In fact, this week ZeroHedge reported, via Matt King of Citibank, that net global central bank asset purchases had surged to their highest since 2013. This seems to explain why, even with investors pulling money out of equity funds for 17 consecutive weeks, and at a pace that suggests a full flight to safety, stock markets are trading at all-time highs.
In short, central banks are pumping “liquidity” into stock markets faster than investors are pulling their money out. The main culprits, at the moment, are the BOJ and the European Central Bank (ECB). Similar efforts may soon come from a central banker near you.
Wealth Effect Redux
Other than attempting to, somehow, boost the economy by levitating the stock market, the objective of this explicit central banking intervention is unclear. The popular theory seems to be that the “wealth effect” of inflated asset prices stimulates demand in the economy. The premise, as we understand it, is supposed to play out along the following narrative…or a derivative thereof.

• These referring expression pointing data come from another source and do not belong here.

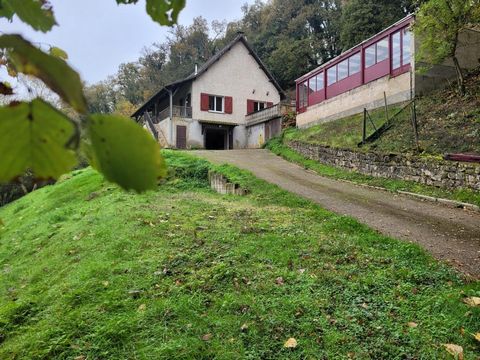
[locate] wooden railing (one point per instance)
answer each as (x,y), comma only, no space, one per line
(178,111)
(270,113)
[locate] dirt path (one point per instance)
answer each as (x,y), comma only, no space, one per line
(449,234)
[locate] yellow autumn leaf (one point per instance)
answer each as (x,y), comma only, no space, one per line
(290,343)
(455,350)
(472,301)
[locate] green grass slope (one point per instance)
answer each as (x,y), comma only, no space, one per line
(91,272)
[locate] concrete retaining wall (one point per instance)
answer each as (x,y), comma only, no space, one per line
(439,173)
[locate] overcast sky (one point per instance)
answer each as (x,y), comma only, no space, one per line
(99,35)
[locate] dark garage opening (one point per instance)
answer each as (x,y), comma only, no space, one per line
(216,139)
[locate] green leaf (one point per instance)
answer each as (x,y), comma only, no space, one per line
(35,13)
(54,72)
(165,12)
(34,136)
(57,52)
(125,152)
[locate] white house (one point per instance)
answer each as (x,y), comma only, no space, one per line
(231,102)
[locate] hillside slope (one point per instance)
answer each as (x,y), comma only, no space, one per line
(91,272)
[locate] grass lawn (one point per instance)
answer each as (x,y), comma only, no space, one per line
(92,272)
(278,147)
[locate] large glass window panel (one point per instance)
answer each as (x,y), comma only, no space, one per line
(382,50)
(319,81)
(354,63)
(407,39)
(332,75)
(396,50)
(343,70)
(370,56)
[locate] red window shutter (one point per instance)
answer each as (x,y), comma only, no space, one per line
(204,102)
(250,106)
(228,104)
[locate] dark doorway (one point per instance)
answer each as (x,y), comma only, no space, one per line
(181,137)
(216,139)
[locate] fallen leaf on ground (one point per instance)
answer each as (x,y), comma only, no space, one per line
(455,350)
(472,301)
(290,343)
(207,337)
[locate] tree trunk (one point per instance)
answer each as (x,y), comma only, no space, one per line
(460,78)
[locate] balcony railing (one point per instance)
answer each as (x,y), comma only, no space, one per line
(272,112)
(178,111)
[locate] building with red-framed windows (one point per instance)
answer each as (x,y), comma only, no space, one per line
(382,65)
(230,102)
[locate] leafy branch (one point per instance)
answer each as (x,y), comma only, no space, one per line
(34,135)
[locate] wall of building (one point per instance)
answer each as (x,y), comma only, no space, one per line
(439,173)
(236,74)
(438,76)
(370,96)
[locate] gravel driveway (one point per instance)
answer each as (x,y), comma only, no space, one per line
(452,235)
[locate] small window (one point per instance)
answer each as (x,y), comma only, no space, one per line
(370,56)
(343,70)
(332,75)
(319,81)
(354,63)
(382,50)
(407,38)
(216,103)
(312,86)
(396,50)
(259,105)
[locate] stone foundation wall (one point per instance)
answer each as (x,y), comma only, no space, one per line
(439,173)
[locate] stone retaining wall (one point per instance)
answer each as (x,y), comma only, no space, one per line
(439,173)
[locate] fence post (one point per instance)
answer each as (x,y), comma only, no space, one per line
(364,134)
(414,124)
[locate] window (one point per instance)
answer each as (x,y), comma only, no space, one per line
(370,56)
(343,70)
(396,50)
(382,50)
(407,38)
(332,76)
(216,103)
(258,105)
(319,81)
(303,95)
(354,63)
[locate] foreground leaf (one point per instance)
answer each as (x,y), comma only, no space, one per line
(35,13)
(125,153)
(34,136)
(472,301)
(455,350)
(54,72)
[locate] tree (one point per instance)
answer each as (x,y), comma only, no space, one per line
(362,19)
(35,135)
(438,27)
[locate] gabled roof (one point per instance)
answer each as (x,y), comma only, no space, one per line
(170,87)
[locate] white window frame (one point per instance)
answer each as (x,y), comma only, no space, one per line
(215,110)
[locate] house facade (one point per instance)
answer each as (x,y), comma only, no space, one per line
(382,67)
(231,102)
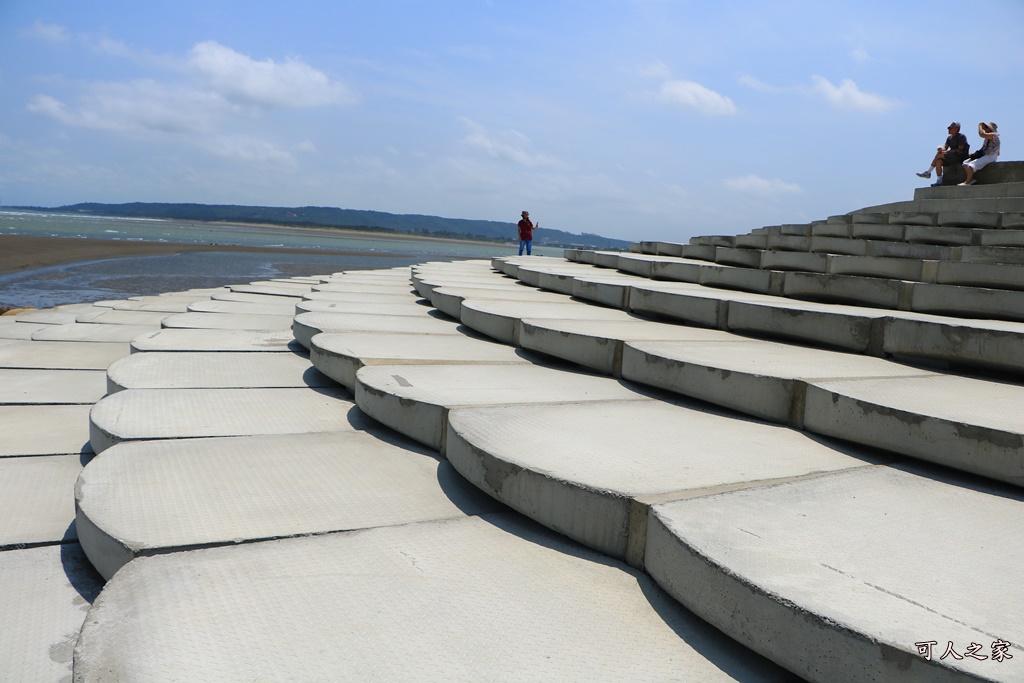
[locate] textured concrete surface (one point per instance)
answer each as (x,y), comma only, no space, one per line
(158,497)
(213,370)
(516,603)
(576,469)
(151,414)
(42,617)
(61,355)
(35,507)
(340,355)
(215,340)
(855,567)
(415,399)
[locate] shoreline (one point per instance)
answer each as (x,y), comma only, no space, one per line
(19,252)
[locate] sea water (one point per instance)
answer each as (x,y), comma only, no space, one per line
(138,275)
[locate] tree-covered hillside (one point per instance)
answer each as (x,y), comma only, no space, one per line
(344,218)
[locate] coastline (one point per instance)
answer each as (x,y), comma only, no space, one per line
(27,252)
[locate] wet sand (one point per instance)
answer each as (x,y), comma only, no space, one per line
(22,252)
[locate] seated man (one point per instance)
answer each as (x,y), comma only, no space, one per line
(951,154)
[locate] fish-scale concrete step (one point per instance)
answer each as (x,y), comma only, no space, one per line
(388,590)
(848,566)
(158,414)
(216,340)
(46,593)
(340,355)
(157,497)
(306,326)
(214,370)
(227,322)
(992,344)
(35,508)
(60,355)
(415,400)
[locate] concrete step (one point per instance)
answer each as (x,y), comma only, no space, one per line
(34,386)
(46,593)
(60,355)
(45,430)
(389,589)
(415,400)
(137,415)
(308,325)
(340,355)
(216,340)
(213,370)
(34,503)
(252,322)
(167,496)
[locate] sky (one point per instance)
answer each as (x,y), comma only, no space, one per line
(634,119)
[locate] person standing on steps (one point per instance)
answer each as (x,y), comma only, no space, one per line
(526,233)
(986,155)
(953,152)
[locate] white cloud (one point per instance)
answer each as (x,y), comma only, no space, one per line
(265,83)
(755,184)
(509,145)
(848,96)
(695,96)
(50,33)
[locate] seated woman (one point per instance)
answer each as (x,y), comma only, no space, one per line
(986,155)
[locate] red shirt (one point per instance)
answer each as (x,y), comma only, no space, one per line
(525,229)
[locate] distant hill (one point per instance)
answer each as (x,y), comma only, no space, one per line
(344,218)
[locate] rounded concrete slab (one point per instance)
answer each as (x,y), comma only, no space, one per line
(160,497)
(214,370)
(340,355)
(378,308)
(227,322)
(151,414)
(19,387)
(461,600)
(44,430)
(245,307)
(61,355)
(84,332)
(499,319)
(591,470)
(46,594)
(598,344)
(18,330)
(839,579)
(115,316)
(965,423)
(215,340)
(308,325)
(35,507)
(415,399)
(759,378)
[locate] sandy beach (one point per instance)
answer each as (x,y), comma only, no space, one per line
(20,252)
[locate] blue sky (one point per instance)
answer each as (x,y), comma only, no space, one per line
(634,119)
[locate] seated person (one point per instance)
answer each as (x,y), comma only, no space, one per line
(986,155)
(950,154)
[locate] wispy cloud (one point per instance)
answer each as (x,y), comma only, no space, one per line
(695,96)
(508,145)
(49,33)
(758,186)
(264,83)
(846,95)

As stock portfolios bubble out investors feel better about their lot in life. Some of them even buy flat screen televisions. Others buy wearable fitness trackers and matching gym shorts. Before you know it, gross domestic product goes up – along with wages – and unemployment goes down. An economic boom ensues.
If you don’t buy it, there are even ridiculous abstractions – like liquidity trap graphs – that provide academic cover for central banks to pump “liquidity” into ETFs. According to these graphs, pumping into government debt no longer provides the stimulus they’re after. They reason that inflating stocks, and the theory of the wealth effect, may do the trick.
Naturally, we have some reservations. Namely, what are the side effects? What are the unintended consequences? What happens to a market of stocks when central banks become the largest shareholders?
Shingo Ide, chief equity strategist at NLI Research Institute in Tokyo, hits at an answer: “For those who want shares to go up at any cost, it’s absolutely fantastic that the BOJ [or any central bank] is buying so much. But this is clearly distorting the sanity of the stock market.”
Moreover, BOJ and ECB asset purchases are not just distorting their respective stock markets. Remember, markets are connected these days more than ever. Central bank liquidity pumping into one market can show up in another. At the moment, dollar based U.S. blue chip stocks – especially those that pay a dividend – are the hot product.
This week the S&P 500 hit a new all-time high. Every inkling inside of us, from our gut to our brain to our big toe, says stocks should’ve already crashed. They are overvalued to the extreme by various valuation measurements.
The S&P 500’s Shiller price-to-earnings ratio was 26.92 at yesterday’s close of market. That’s well above its 16.68 long term average. Likewise, the Buffett indicator – market capitalization to gross national product – ended the day at 122.9 percent. This is considered “significantly overvalued.”
Certainly a crash is eventual. But is it imminent?
Over the last decade we’ve consistently underappreciated the ultimate extreme limits of the effects of radical central banking policies. Whether it was residential property prices in the mid-2000s or present day government debt yields, we continue to be shocked and dismayed by how far prices can drift out of orbit from the economy. At the moment, this goes for the U.S. stock market too.
In this respect, we must recognize and attempt to fully appreciate that global central banks are on a collective suicide mission. They think that printing money and buying stocks will save us from ourselves. In practice, this means that before stocks melt down we could be treated to the grand spectacle of an epic melt up; a historical measurement of the insanity of central bankers.
We don’t like it. What’s more, the overall destruction to the economy and personal living standards will be grave. But we cannot deny the reality of the parallel universe we find ourselves in. All reservations must be suspended.
Stocks may not only shoot to the moon. They may keep on going to Mars – and Hades – before this is over.